Introduction to Rosetta++                                 Last Updated: May 15, 2005    

What Is Rosetta++?

Rosetta++ is a reimplementation of the Rosetta biomolecular modeling program in the C++ language. It is named Rosetta++ to distinguish it from the Fortran implementation. Rosetta++ as released in mid 2004 is the first phase of an evolutionary modernization to a more reliable and extensible design. The goals of this phase were to produce a C++ Rosetta that preserved the "look and feel" of the Fortran and had near-Fortran performance. Future phases will focus on migration to an object-oriented architecture that localizes behavioral properties and provides simpler and safer interfaces for development of new scientific algorithms within a modular, extensible framework.


Rosetta++ vs.

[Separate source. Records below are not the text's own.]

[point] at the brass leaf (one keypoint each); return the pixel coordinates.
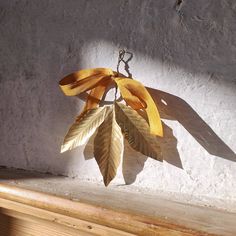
(108, 147)
(83, 128)
(136, 131)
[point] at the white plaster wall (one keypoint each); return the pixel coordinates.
(186, 52)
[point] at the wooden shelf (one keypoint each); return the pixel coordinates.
(36, 204)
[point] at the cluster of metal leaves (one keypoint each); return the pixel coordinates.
(113, 124)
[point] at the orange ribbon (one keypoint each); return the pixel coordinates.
(97, 80)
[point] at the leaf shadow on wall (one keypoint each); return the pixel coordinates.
(133, 161)
(173, 108)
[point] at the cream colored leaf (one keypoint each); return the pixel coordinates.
(83, 128)
(136, 131)
(108, 147)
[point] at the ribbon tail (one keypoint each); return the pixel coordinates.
(140, 92)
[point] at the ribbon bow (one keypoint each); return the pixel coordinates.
(98, 79)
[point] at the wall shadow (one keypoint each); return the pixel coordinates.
(173, 107)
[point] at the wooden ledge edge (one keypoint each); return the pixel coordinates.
(117, 219)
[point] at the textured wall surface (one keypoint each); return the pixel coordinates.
(184, 50)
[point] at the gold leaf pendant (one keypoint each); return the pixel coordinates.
(112, 122)
(108, 146)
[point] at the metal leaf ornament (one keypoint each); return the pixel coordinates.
(115, 122)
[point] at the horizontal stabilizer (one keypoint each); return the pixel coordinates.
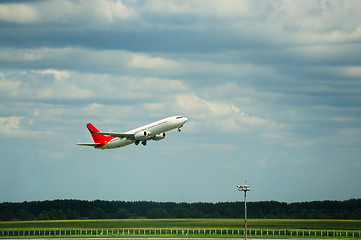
(89, 144)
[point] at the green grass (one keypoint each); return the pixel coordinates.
(186, 223)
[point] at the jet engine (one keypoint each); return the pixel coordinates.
(142, 135)
(159, 136)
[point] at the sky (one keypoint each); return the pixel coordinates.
(271, 90)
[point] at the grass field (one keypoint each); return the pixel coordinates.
(187, 223)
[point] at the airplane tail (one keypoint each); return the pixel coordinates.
(98, 138)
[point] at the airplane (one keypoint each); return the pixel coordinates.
(153, 131)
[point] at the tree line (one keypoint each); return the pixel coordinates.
(99, 209)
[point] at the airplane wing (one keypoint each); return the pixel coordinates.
(89, 144)
(129, 136)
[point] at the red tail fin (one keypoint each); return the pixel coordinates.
(98, 138)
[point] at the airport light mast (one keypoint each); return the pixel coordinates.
(244, 188)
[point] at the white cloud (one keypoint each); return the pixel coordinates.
(18, 13)
(90, 13)
(13, 127)
(144, 61)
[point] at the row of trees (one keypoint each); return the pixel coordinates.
(98, 209)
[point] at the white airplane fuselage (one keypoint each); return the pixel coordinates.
(153, 131)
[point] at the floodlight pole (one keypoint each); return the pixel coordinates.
(244, 188)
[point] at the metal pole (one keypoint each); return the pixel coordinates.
(245, 215)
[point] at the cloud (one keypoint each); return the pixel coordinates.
(74, 13)
(18, 13)
(143, 61)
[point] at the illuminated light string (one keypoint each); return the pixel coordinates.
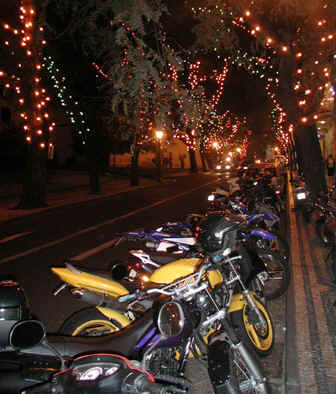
(323, 72)
(26, 82)
(71, 106)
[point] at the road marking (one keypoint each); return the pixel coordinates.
(11, 237)
(96, 250)
(304, 350)
(95, 227)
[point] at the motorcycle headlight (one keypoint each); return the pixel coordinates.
(301, 196)
(171, 319)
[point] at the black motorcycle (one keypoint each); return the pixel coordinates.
(187, 316)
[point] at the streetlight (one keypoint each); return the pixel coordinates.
(159, 135)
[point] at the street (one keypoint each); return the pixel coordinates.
(85, 232)
(32, 244)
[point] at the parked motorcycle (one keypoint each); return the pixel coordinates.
(32, 361)
(113, 305)
(188, 316)
(265, 254)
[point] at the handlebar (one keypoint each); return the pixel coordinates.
(132, 381)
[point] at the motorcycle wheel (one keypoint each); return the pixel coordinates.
(279, 276)
(319, 228)
(89, 322)
(242, 380)
(279, 246)
(245, 324)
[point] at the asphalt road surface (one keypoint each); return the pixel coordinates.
(85, 232)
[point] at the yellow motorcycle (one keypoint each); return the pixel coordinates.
(114, 309)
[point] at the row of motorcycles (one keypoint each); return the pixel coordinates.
(198, 289)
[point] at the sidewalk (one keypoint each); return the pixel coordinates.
(310, 348)
(309, 359)
(70, 187)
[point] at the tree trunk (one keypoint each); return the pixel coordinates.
(204, 168)
(307, 147)
(34, 188)
(134, 176)
(193, 164)
(94, 173)
(310, 158)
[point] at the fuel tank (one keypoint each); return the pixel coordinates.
(178, 269)
(90, 282)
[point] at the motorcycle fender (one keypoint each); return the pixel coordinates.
(263, 234)
(215, 278)
(91, 282)
(237, 303)
(168, 273)
(115, 315)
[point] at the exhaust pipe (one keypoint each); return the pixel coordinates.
(97, 299)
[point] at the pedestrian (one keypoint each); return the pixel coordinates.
(330, 170)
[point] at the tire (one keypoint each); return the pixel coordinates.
(242, 380)
(279, 245)
(246, 328)
(89, 322)
(279, 275)
(319, 228)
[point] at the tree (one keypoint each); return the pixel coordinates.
(295, 40)
(125, 43)
(24, 75)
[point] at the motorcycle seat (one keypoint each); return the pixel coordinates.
(164, 258)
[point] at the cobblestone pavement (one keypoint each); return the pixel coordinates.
(311, 317)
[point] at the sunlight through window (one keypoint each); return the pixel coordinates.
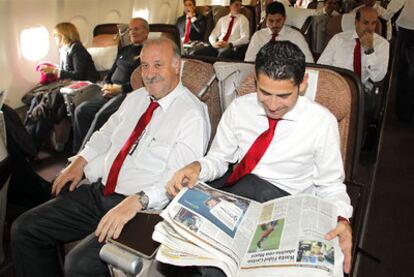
(34, 43)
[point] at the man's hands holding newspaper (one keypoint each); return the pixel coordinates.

Rosetta

Rosetta++ preserves the "look and feel" of the Fortran implementation by using a library, ObjexxFCL, to provide Fortran-compatible array, string, i/o, and intrinsic function support. Modifying and extending Rosetta++ code should be straightforward for researchers familiar with the Fortran version: array and string indexing, array passing "tricks", and other Fortran "features" are unchanged. The key issues to be aware of when working with the Rosetta++ code are discussed below.

At this point Rosetta++ still has the stylistic and design attributes of the Fortran Rosetta. The major reliability and extensibility improvements will come later, but even while working within the current design C++ compilers will catch many of the typical errors that Fortran compilers don't.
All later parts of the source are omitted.